The deal, says BMW spokesman Hubert Bergmann, is better than the company could have gotten anywhere else in Europe. And it’s clearly good for Leipzig and surrounding towns, which stand to gain some 11,000 new jobs when the plant opens in 2005. Perhaps most important, it’s a sign of good news for eastern Germany as a whole. The former German Democratic Republic still suffers from the legacy of half a century of communist mismanagement, despite half a trillion euros in reconstruction subsidies. Unemployment is more than twice the national average, and incomes are lower. But as the example of BMW shows, there are cases where the east is working–and that’s often in places that are conspicuously more business friendly than in Germany’s west.
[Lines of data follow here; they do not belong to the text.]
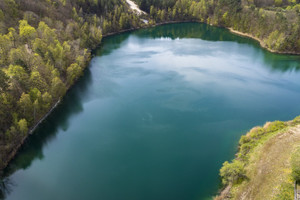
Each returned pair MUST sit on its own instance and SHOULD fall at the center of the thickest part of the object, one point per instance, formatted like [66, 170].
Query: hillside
[45, 45]
[266, 165]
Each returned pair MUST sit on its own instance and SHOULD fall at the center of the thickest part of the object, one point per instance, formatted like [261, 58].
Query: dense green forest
[275, 22]
[46, 44]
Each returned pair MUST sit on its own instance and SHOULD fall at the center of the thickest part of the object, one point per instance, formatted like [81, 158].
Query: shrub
[232, 173]
[295, 164]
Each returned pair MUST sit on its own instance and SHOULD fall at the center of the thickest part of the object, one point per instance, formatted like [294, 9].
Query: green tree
[23, 127]
[73, 72]
[27, 32]
[295, 164]
[26, 106]
[58, 88]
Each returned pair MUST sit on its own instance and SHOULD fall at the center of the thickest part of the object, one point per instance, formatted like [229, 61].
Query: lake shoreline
[17, 147]
[262, 144]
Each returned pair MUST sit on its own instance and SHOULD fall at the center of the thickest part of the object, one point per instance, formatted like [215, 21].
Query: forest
[45, 45]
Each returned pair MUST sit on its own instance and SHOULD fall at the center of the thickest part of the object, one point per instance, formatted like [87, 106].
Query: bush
[286, 192]
[275, 126]
[295, 164]
[232, 173]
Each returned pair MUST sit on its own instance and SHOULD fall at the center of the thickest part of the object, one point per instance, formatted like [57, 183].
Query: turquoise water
[154, 117]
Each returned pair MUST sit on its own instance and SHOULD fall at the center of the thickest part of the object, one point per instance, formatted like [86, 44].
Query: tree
[27, 32]
[3, 81]
[58, 88]
[73, 72]
[26, 106]
[23, 127]
[295, 164]
[36, 80]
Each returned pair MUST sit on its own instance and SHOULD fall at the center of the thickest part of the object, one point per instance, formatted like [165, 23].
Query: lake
[154, 117]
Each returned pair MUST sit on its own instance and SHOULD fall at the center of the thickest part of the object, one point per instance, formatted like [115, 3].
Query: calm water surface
[154, 117]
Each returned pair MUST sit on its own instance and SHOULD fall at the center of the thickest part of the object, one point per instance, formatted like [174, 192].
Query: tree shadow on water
[32, 149]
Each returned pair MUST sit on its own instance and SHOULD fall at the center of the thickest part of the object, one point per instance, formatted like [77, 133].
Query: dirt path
[270, 166]
[135, 7]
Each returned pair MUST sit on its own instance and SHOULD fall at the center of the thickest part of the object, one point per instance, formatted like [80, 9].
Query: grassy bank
[264, 167]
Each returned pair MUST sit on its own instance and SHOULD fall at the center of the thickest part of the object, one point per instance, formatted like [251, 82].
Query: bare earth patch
[269, 166]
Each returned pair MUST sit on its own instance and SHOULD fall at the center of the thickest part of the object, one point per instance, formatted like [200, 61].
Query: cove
[154, 117]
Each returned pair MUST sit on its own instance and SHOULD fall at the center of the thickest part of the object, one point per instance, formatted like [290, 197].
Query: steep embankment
[44, 48]
[262, 169]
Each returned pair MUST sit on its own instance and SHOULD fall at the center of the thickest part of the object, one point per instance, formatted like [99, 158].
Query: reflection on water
[153, 104]
[47, 130]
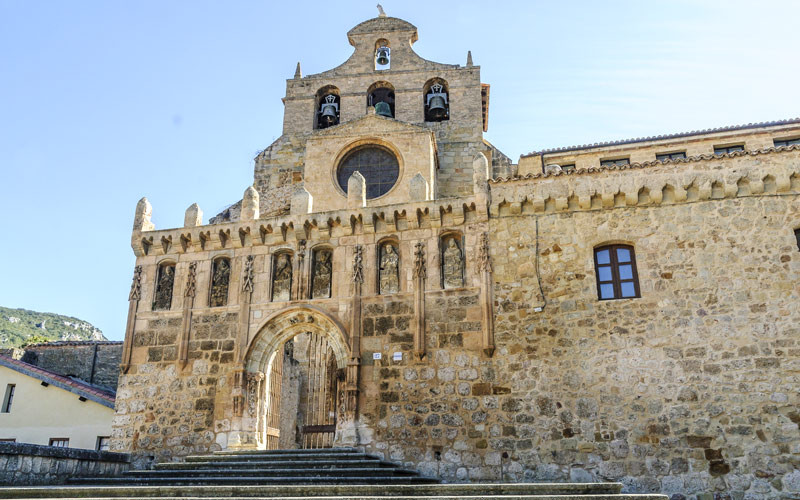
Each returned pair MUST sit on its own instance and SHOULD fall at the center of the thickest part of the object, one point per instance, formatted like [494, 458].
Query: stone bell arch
[252, 384]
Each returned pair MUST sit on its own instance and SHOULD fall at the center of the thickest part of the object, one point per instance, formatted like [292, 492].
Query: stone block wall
[93, 362]
[163, 411]
[33, 465]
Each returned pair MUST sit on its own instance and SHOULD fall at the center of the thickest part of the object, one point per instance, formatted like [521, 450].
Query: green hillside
[20, 326]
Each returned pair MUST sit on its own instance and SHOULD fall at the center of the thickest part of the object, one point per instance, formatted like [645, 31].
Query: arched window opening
[327, 107]
[617, 277]
[388, 268]
[383, 55]
[165, 280]
[220, 278]
[377, 164]
[452, 259]
[381, 95]
[282, 277]
[437, 102]
[321, 273]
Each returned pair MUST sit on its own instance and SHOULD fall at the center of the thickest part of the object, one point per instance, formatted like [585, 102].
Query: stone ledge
[68, 453]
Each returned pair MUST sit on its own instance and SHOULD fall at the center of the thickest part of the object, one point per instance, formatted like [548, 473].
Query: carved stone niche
[389, 268]
[282, 277]
[321, 273]
[452, 261]
[220, 279]
[165, 281]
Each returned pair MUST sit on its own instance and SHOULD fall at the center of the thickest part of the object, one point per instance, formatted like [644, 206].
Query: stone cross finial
[191, 280]
[250, 204]
[247, 278]
[419, 260]
[358, 265]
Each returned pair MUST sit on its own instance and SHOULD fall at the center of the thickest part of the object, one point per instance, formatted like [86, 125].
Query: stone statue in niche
[452, 265]
[220, 277]
[163, 296]
[282, 278]
[321, 276]
[389, 272]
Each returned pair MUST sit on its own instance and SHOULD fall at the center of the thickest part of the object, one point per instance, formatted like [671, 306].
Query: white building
[42, 407]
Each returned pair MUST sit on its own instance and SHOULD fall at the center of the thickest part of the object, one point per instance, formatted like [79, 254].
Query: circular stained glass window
[377, 164]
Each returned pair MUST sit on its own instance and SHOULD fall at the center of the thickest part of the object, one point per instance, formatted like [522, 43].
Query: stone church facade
[626, 311]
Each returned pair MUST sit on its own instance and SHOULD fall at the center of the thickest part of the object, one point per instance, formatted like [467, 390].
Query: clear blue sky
[103, 102]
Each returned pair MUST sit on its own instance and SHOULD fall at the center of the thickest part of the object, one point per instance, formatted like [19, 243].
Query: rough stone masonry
[623, 311]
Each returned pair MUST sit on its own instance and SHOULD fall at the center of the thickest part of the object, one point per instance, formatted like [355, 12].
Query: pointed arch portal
[302, 351]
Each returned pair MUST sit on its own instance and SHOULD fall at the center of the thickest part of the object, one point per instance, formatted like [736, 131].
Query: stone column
[186, 322]
[487, 295]
[243, 336]
[351, 385]
[133, 305]
[420, 274]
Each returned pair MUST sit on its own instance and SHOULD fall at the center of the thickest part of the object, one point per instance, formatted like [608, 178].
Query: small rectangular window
[59, 442]
[671, 156]
[615, 266]
[617, 162]
[8, 398]
[722, 150]
[786, 142]
[102, 443]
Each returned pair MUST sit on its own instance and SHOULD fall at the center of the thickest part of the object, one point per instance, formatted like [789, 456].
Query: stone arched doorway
[294, 378]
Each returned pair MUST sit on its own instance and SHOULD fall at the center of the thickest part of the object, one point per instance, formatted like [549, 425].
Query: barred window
[617, 277]
[786, 142]
[378, 165]
[671, 156]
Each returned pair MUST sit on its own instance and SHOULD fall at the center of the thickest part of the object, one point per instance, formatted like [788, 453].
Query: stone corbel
[133, 305]
[186, 322]
[246, 295]
[420, 273]
[487, 299]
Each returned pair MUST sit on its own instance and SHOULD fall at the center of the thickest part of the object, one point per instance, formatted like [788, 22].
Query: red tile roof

Think of them as oases of economic modernity, islands of corporate independence where local officials, workers and union leaders are willing to bend (or even ignore) the thousands of pages of rules and regulations that trammel businesses in the rest of the country. It’s a spirit of rebelliousness that you don’t often find in Germany’s consensus-driven society, and Wolfgang Heinze, for one, considers himself something of a guerrilla in an emerging movement. “We east Germans didn’t launch a revolution against communism just to get make-work jobs, 100 percent sick pay and big welfare checks,” says the general manager of the Dresden subsidiary of Southwall Technologies in Palo Alto, California. Along with other area business leaders, he’s helped spearhead a push for change. East German shopkeepers are flouting Germany’s famously antiquated store-opening laws, which force businesses to close at 4 p.m. on Saturdays and stay shut on Sundays. Town mayors desperate for investment often see to it that new businesses quickly get their permits, instead of getting entangled in western-style red tape that can put new businesses on hold for months if not years.

And across the old east, workers are changing their attitudes. With 90 percent of them no longer doing the job they had before unification, they’ve developed an adaptability and can-do outlook that’s often lacking in the west. They’re willing to work longer, and for less money, and they don’t care much for the Wessi union activists who come in and try to keep them from doing that. Hourly labor costs average 36 percent less than western Germany’s, and easterners work 1,725 hours a year versus 1,592 in the west. Small wonder that companies like AMD and Fujitsu, Porsche and General Motors have invested billions in the east.

It’s telling that, instead of encouraging such healthy developments, the country’s mostly western bureaucrats seem determined to snuff them out. Last year, to cite but one example, regulators drafted a law that would have obliged eastern construction companies to pay the same wages as their western competitors. It was blocked, at the last minute, after harsh protest from east German politicians and business leaders, who rightly foresaw that it would put thousands of their workers out of jobs. “Virtually all of the western bureaucracy has now made it to the east,” complains Udo Ludwig, economist at the Institute for Economic Research in the eastern city of Halle. That’s a bad sign. After a decade of making Ossis copy the west, perhaps it’s time for Wessis to start learning from the east.